Possible memory leak with StreamingPDFConversion

jamesl · June 2, 2023, 4:04pm

Product: PDFNetRuby and PDFNetPython

Product Version: 10.1

Please give a brief summary of your issue:
Ever-growing memory usage with StreamingPDFConversion. Wondering if I’m overlooking something and missing other necessary cleanup.

Please describe your issue and provide steps to reproduce it:
We noticed our app crashing with errors related to bad memory allocation. To try to isolate our testing, I did some memrory profiling with a simple script and I think it might be an issue in the SDK. It might be that I’m missing some necessary cleanup so would love to show you what I did and maybe you can help fill in the gaps on my end. Here is the script used for testing.

# frozen_string_literal: true

# rubocop:disable all

require '/usr/local/PDFNetC/Lib/PDFNetRuby'

PDFNetRuby::PDFNet.Initialize(ENV.fetch('PDFTRON_LICENSE_KEY'))

def convert(filepath, ident)
  puts "[#{ident}] Converting #{filepath}"

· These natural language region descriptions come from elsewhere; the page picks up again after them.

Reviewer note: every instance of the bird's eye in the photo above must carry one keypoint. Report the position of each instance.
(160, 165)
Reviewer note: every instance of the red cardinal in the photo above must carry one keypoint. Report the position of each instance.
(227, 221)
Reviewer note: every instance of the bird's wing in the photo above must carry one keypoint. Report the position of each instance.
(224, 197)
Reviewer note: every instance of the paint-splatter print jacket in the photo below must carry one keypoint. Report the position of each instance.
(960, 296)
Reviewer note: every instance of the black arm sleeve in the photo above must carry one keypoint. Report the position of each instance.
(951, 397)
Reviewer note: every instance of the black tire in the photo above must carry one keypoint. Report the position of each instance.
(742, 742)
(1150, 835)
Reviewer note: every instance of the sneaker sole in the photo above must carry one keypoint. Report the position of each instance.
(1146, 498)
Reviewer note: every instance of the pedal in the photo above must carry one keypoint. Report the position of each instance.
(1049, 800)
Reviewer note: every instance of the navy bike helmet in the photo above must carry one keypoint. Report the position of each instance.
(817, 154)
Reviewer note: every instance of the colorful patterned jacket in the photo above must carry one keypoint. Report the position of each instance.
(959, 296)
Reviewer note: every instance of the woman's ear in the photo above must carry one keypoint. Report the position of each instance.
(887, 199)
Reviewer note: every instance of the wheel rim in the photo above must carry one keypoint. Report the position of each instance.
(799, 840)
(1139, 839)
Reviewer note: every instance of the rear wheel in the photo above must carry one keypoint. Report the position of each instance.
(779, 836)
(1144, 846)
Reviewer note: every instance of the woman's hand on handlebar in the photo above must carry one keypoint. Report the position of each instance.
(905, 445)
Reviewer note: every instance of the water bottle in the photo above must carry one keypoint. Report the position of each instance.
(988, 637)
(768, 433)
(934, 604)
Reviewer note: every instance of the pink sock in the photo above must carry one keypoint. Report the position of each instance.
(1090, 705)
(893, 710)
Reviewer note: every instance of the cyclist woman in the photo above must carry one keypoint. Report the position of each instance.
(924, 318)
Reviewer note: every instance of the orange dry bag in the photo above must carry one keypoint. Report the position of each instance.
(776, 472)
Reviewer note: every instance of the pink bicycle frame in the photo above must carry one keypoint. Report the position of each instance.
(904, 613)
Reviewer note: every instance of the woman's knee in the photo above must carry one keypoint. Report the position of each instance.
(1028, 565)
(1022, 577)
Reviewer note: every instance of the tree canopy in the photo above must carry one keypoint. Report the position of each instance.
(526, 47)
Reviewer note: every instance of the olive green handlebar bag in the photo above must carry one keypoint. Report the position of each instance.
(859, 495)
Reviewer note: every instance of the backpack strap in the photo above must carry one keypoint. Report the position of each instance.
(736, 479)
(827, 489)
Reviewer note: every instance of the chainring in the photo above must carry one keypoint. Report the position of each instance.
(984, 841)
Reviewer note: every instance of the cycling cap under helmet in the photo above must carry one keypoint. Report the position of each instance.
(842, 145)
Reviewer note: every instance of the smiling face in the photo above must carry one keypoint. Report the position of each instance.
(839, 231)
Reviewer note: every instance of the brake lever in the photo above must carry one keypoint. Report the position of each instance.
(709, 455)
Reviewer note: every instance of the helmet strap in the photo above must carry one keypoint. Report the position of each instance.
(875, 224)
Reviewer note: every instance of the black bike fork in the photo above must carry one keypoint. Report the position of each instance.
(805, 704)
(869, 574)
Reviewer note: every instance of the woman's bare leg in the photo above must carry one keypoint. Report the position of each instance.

  extension = File.extname(filepath)
  opts = PDFNetRuby::ConversionOptions.new
  opts.SetFileExtension(extension)

  conv = PDFNetRuby::Convert.StreamingPDFConversion(filepath, opts)
  result = conv.TryConvert
  unless result == PDFNetRuby::DocumentConversion::ESuccess
    raise conv.GetErrorString
  end

  doc = conv.GetDoc
  conv.Destroy

  doc.Lock
  doc.Save("#{filepath}.#{ident}.pdf", PDFNetRuby::SDFDoc::E_linearized)
  doc.Unlock
  doc.Close
end

filepath = ARGV.first

10_000.times do |x|
  convert(filepath, x)
end

I ran this with a test .docx file of 168 pages with 91688 words of lorem ipsum text. Here is what I observed:

So throughout the 1.5 hours, the memory usage is essentially increasing linearly and went up as high as 300MiB by the time it converted the file 10000 times.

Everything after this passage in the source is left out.